After a little experimentation, I discovered that a break in the LAN connection of less than around five seconds hung the sis driver. If I disconnected the driver for more than five seconds the interface worked properly on re-connection. At first, I thought this might have something to do with the message:
sis0: Applying short cable fix (reg=0)
which appeared appeared after a disconnection (and also at initial boot). No such message appeared when running the FA331 at 10Mb speeds.

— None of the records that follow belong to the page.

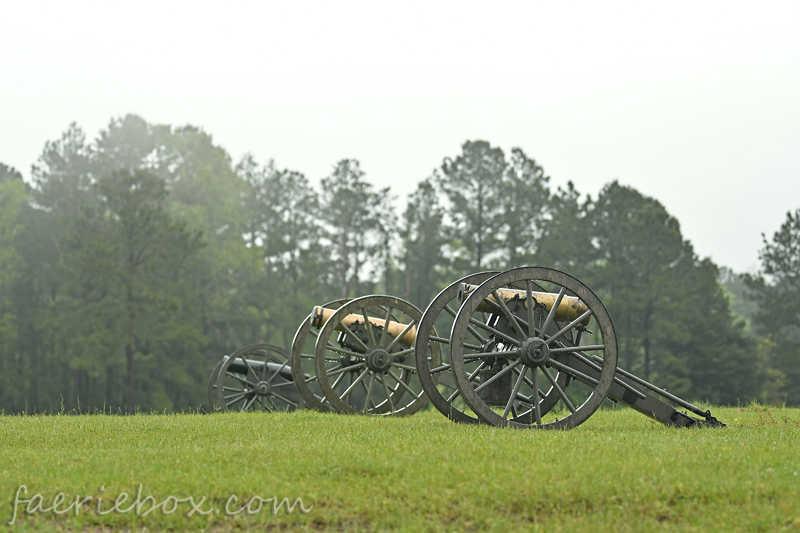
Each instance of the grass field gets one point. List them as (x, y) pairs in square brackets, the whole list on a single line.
[(617, 472)]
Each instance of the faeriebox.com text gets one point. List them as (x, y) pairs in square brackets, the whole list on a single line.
[(141, 505)]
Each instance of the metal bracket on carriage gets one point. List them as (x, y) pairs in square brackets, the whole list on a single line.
[(408, 333), (637, 393), (569, 309)]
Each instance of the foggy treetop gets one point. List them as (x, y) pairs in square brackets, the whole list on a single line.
[(132, 262)]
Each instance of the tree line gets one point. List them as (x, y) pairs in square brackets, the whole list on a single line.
[(129, 264)]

A short disconnect, which caused interface failure, always had a reg value of 0. After a longer disconnection, the reg value was some non-zero value (e.g. fe).

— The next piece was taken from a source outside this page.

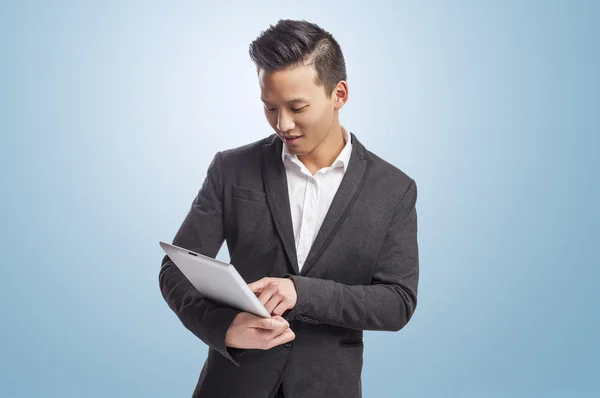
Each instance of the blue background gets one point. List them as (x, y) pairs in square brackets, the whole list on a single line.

However, the web told me this was a known problem with the NatSemi DP83815 chip. Despite this, I patched the if_sic.c driver to ignore the short cable fix if the reg value was zero. Nope, didn't change the behaviour one jot.
I decided not to worry about it, as the only time this would likely be a problem was if there were a power outage, and in that case the router would be up well before crimson, so the issue would not occur.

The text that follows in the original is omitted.